France.
6th March 1918
My Own Dearest:–
I love you to-day. I think perhaps more than yesterday, my heart’s beating faster anyway. Do you suppose that I would be loving you more? But I could never love you more than I do now. I get waves of love that never subside – and the next one piles on top of it and so on. Last night I went to bed bien early. I have a comfortable bed and I had a book. But the book was poor and despite my comfortable bed I didn’t go to sleep easily. So instead I lay there and had good dreams, mostly about our month that we are going to have. Of course its going to be in the summer and I could like it to be in Ontario. There is a little lake in the Rideau “Sand” lake and it is, I believe the prettiest place I’ve ever seen. We will – so he dreamed – rent a little cottage – there are some beauties and have our month there. This is only one scheme I have had hundreds – all good.

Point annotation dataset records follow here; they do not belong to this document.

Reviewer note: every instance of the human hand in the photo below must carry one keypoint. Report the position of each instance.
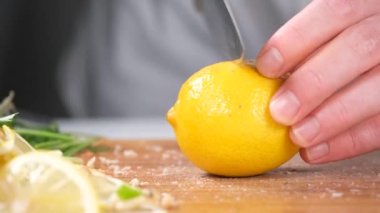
(332, 97)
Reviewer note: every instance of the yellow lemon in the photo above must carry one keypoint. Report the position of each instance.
(222, 121)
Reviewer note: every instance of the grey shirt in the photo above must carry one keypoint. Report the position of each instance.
(129, 58)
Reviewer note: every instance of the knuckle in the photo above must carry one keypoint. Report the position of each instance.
(342, 8)
(352, 143)
(316, 79)
(296, 32)
(364, 40)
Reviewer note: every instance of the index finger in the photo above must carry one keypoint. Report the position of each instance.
(315, 25)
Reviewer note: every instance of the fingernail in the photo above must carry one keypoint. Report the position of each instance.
(306, 131)
(318, 151)
(284, 107)
(270, 62)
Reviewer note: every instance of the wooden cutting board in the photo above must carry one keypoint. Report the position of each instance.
(346, 186)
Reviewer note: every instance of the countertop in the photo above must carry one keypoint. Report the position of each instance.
(345, 186)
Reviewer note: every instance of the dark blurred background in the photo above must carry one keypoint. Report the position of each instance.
(33, 35)
(115, 58)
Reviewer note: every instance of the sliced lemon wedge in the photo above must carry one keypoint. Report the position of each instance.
(42, 182)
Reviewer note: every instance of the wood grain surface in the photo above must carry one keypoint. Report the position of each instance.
(346, 186)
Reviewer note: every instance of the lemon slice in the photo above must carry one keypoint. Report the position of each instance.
(41, 182)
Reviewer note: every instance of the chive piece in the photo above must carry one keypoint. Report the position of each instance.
(43, 133)
(125, 192)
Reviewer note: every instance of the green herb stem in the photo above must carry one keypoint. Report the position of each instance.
(43, 133)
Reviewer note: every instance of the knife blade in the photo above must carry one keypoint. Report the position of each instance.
(223, 27)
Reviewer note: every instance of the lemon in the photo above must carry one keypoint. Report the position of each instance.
(11, 145)
(41, 182)
(222, 122)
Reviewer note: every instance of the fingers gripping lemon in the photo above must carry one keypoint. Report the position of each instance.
(222, 122)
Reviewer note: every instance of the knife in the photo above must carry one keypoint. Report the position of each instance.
(222, 25)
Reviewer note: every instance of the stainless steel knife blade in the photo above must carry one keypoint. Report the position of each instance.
(223, 28)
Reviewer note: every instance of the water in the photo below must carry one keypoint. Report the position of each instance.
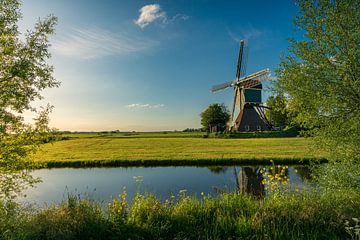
(101, 184)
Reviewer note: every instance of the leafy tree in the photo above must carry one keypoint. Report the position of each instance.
(321, 77)
(279, 112)
(24, 73)
(215, 116)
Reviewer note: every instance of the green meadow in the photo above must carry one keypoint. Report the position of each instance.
(176, 149)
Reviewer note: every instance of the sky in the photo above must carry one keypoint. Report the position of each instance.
(134, 65)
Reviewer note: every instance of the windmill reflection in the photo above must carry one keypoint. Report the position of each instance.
(249, 180)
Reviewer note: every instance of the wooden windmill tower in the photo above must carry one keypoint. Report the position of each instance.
(247, 98)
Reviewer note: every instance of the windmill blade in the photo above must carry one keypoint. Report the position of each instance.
(223, 86)
(244, 59)
(234, 104)
(260, 75)
(240, 59)
(249, 84)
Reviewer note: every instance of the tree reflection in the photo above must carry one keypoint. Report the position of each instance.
(249, 180)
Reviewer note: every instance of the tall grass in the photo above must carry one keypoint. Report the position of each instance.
(307, 215)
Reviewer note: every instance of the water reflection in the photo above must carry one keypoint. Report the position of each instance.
(160, 181)
(250, 180)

But really I do not care where we are just so long as I have you all to myself. I’m a stingy devil when you think it over, I want you all to myself all the time.
To-morrow I am going to ride over to the town we were in last December, with Charley Holmes. It isn’t very far – it wouldn’t need to be, as it is I’ll probably be pretty sore – and it won’t be my feet. There are good baths over there and I need a bath badly.

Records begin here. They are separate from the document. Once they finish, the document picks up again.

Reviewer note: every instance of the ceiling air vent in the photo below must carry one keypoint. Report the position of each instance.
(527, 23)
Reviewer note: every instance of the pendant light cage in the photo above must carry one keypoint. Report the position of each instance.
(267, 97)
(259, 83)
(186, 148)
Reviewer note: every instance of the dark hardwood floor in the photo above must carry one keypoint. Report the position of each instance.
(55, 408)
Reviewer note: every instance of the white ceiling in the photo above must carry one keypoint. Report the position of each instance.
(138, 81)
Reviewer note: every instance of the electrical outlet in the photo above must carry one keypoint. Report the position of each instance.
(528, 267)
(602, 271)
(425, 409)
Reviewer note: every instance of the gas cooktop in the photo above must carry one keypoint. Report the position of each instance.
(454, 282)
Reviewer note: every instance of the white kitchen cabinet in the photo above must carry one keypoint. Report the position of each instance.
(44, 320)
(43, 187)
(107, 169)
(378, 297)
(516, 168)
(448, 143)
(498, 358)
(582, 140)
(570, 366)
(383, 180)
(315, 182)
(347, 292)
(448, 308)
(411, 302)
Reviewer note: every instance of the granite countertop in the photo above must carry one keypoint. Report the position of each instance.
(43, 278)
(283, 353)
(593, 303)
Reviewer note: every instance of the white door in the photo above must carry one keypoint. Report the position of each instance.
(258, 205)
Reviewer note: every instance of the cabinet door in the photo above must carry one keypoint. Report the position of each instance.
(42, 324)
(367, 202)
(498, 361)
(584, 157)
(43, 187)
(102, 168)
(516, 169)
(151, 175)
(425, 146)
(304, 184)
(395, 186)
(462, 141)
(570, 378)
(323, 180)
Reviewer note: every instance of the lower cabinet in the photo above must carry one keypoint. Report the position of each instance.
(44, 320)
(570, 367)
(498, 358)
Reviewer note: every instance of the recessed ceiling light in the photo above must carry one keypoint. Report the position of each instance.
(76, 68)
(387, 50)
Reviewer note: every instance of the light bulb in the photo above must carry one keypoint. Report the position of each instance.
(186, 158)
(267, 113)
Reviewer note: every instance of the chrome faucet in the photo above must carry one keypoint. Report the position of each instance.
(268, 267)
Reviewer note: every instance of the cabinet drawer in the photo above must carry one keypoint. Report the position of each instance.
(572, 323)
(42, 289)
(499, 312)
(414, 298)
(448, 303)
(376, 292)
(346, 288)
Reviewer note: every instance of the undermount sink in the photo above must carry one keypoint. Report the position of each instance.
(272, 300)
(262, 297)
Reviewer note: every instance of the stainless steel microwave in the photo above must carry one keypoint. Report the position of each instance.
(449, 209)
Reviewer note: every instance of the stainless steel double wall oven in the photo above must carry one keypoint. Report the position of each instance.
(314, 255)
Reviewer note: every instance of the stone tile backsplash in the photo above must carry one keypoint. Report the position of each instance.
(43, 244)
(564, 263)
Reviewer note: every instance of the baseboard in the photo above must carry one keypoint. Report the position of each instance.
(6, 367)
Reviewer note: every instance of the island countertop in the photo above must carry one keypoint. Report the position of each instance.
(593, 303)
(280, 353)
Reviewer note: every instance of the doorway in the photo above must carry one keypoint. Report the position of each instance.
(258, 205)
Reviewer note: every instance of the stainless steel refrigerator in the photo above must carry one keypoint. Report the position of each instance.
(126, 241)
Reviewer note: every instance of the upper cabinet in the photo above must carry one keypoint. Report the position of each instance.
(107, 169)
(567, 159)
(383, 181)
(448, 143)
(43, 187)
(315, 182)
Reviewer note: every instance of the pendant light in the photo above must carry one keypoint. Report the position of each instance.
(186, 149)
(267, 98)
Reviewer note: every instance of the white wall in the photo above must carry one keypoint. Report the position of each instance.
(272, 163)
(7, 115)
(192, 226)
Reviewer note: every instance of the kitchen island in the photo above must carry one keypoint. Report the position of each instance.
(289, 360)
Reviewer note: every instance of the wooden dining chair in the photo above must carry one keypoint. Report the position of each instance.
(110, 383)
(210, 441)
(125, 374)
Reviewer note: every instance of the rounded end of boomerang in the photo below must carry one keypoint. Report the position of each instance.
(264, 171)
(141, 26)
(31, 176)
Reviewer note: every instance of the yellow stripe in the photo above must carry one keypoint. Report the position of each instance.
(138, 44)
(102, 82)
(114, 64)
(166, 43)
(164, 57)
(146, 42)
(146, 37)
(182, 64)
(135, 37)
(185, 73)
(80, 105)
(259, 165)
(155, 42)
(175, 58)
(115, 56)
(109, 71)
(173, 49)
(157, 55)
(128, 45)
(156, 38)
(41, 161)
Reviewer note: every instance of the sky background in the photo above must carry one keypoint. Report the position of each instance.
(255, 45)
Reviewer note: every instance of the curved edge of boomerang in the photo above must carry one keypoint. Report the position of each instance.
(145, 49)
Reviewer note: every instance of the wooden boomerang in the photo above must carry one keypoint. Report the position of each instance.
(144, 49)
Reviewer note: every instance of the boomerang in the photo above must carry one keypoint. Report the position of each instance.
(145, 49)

I didn’t get any letter to-day. Probably that’s the reason I am even more uninteresting than usual. I don’t seem to get over being acutely lonesome. Before I had myself fooled into some sort of a state which I persuaded myself was contentment but now its hopeless. But I love you Dearest and you love me so I should be contented.
Your own Ross qui t’aime toujours
Part of any rest was a bath parade, ideally once a week, sometimes only monthly. Facilities ranged from former breweries with open vats to the elegantly tiled minehead showers near Vimy Ridge [see Ross’s letter of Nov. 25, 1917] where the men were crowded three to a stall. Many baths were housed in prefabricated metal huts where the winter wind whistled and water froze on the duckboards. Rusty nozzles emitted a few minutes of warm water, stopped for men to soap themselves and gushed a few more minutes of cold water, leaving the shivering men to dry themselves with a dirty towel or a flannel shirttail. Medical officers insisted that hot showers would be “enervating.”
“Imagine a watering can with all the holes but three blocked up, spraying tepid water for three minutes in a room without doors or windows, and a cold windy day,” Garnet Durham explained. A detail of men could be processed in thirty minutes. They were soon lousy again. Most baths included a laundry where Belgian refugee women washed, sorted, and sometimes repaired socks, shirts, and underwear. Attendants tossed “clean” clothes to shivering soldiers as they emerged. Sharp-eyed soldiers spotted the larvae that remained in the seams of flannel shirts and woollen drawers. In 1918, when lice were finally identified as the carriers of trench fever, a pair of Canadian medical officers finally had their ideas on effective disinfection adopted, and both baths and disinfection improved.